SA needs entrepreneurs now more than ever
With sustained weakness in the economy, continued pressure on consumers and growing numbers of job cuts, reliance on the usual notion of traditional employment amounts to nought. The Mozambik group has seen 29% year on year growth with similar numbers forecast for 2020.
“Small to medium enterprises are the absolute key to re-igniting growth in South Africa,” says Nichas, and calls on both government and the private sector to refocus their attention.
“Lip service and slogans do not create opportunity and action speaks louder than policy.” He adds that the barrier to entry when it comes to funding startups or working capital for growth remains high. “I really hope that the upcoming budget turns its attention to driving the economy from the bottom up. While the attraction of foreign direct investment remains critical, equally if not more so the development of our home-economy requires major attention.”
The Mozambik brand started off with a single store in 2005 and has grown to 17 outlets, with plans to double this by 2023. In 2019 alone the group has seen 29% growth in revenue. “In the process, we have created 450 direct employment opportunities with a further catalytic impact of circa 1000 jobs.
“This may seem insignificant in isolation but imagine 10 000 entrepreneurs each creating 100 jobs in every city. Government, financial institutions and development agencies should get this notion in their crosshairs.”
If a business plan has legs, fund it.
“South Africa no longer has the luxury of creating hurdles for entrepreneurs, neither should institutions, financial or otherwise, drag their feet when considering applications. “For entrepreneurs, time is money and funding the biggest challenge of them all. So, while many advertising slogans promise a helping hand, the truth is that sans skin in the game (own funding) an entrepreneur has a next to zero chance of funding a startup.
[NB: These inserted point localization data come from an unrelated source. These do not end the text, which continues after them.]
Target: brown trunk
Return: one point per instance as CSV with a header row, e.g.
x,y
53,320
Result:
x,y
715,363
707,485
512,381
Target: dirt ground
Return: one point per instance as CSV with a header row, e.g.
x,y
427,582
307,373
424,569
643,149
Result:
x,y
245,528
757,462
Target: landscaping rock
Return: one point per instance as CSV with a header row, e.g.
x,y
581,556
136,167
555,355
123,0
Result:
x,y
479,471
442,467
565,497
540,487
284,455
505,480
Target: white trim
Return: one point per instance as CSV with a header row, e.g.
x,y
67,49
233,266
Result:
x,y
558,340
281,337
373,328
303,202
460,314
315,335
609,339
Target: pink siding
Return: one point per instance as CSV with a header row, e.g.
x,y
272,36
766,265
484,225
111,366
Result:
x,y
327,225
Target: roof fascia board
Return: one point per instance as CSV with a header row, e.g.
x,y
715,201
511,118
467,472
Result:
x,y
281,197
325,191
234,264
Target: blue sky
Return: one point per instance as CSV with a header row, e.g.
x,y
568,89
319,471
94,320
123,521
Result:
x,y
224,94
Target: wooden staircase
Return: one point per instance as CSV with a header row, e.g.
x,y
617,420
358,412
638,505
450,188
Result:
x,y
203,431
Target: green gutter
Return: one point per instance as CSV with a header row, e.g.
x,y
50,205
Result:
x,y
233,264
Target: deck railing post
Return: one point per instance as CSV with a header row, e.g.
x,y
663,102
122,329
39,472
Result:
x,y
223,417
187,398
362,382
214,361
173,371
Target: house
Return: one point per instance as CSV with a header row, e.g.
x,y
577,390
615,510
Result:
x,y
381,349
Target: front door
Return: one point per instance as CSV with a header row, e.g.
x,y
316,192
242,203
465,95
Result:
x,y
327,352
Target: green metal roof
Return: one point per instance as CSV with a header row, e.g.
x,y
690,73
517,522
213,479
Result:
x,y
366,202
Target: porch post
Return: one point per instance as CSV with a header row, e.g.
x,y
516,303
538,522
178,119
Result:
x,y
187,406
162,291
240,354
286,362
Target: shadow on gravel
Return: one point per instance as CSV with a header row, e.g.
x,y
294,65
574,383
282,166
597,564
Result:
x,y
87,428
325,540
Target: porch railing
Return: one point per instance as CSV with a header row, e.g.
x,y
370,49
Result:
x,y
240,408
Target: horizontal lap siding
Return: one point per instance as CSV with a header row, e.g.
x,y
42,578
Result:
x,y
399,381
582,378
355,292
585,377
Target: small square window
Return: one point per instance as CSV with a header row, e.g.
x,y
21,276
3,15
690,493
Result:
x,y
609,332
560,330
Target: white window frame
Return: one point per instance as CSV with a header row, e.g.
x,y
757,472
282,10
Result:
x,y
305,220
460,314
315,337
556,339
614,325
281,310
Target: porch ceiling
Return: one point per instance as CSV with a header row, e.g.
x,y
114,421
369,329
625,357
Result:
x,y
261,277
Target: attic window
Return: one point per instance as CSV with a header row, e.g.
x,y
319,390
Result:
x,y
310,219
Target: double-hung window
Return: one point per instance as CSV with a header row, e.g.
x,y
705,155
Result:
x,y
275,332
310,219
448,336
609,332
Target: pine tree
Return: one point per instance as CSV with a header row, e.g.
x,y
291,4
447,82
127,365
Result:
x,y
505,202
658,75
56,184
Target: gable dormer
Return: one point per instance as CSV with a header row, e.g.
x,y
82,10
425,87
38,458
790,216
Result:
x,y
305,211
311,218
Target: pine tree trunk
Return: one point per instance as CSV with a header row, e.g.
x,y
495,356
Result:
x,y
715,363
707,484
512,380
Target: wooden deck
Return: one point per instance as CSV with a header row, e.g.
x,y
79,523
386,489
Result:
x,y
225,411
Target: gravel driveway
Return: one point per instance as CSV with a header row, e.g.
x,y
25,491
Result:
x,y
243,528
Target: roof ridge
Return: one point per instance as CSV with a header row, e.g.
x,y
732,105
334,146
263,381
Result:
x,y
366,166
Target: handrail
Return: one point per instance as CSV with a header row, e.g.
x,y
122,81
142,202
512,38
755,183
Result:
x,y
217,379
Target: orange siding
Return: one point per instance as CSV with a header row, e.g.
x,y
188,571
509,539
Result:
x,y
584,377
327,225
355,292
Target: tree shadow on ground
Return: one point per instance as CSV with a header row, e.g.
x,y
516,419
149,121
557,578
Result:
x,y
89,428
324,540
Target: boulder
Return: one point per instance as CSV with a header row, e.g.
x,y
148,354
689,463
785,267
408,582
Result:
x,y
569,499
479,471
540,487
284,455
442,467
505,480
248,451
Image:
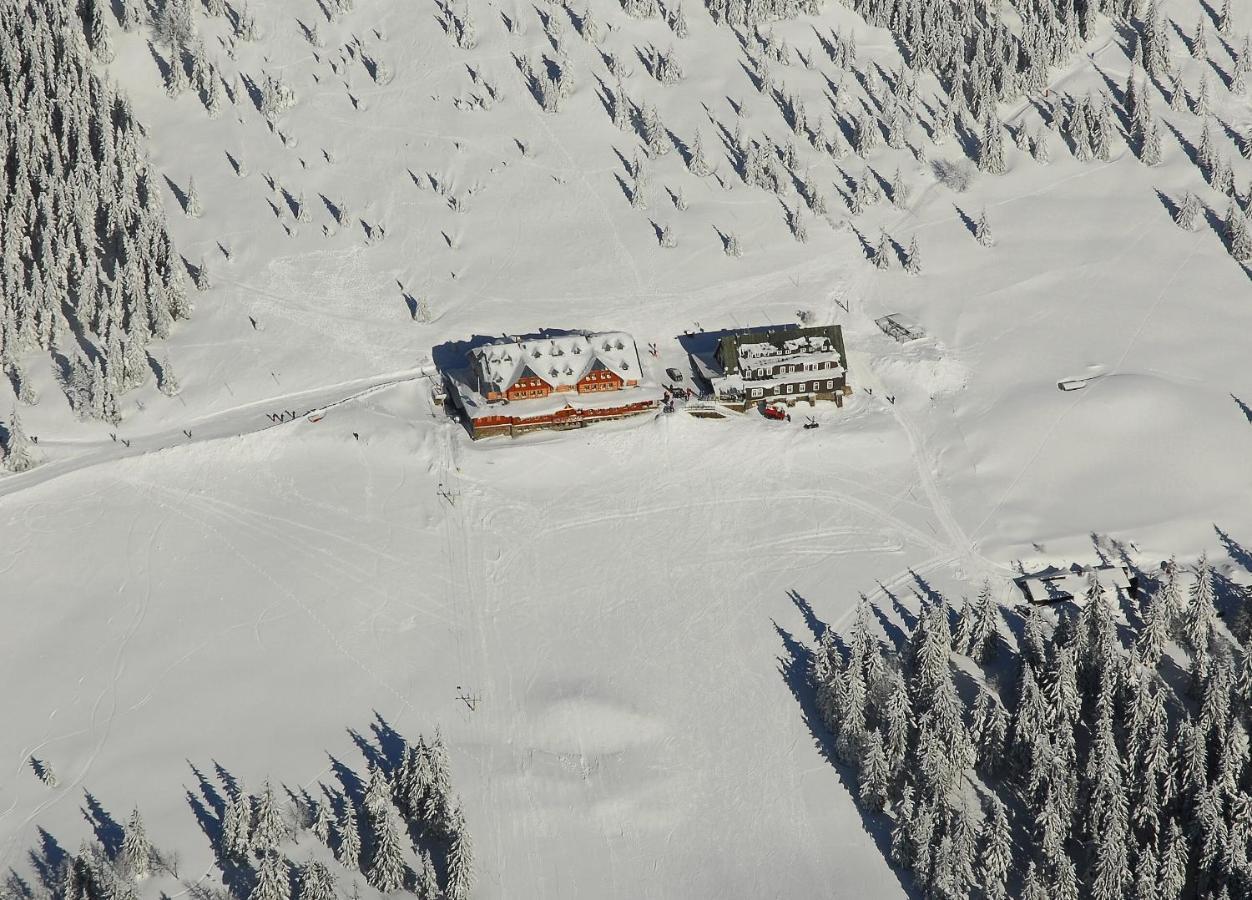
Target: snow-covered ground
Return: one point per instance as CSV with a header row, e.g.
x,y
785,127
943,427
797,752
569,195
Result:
x,y
223,587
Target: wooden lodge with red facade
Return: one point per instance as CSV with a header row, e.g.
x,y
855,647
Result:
x,y
554,381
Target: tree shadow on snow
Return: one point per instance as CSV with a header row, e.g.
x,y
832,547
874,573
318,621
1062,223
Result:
x,y
794,666
107,830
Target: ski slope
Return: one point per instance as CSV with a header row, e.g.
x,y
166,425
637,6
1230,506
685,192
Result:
x,y
626,601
Franchising could present itself as one of the solutions given existing support structures, proven business models and returns.”
He asks: “How many great ideas lie stored in some institutional archive along with missed opportunity?”
Nichas adds that a solid business plan that supports a good idea is a very real contribution and has a monetary value. It should be a key criterion in lending.
“While not all startups succeed, perhaps government should consider SMME guarantees to financial institutions. After all, imagine if the billions in guarantees for SAA alone was redirected and assisted in backing startups. Imagine the economic benefit we would have tasted by now.”
“We can live with load shedding and we can survive potholes, but South Africa cannot survive without entrepreneurs. We need a Whole of State approach to creating an environment conducive to entrepreneurship, foreign direct investment and creating employment. What we don’t need is another ad campaign, poster or slogan that talks the talk but never walks the walk.”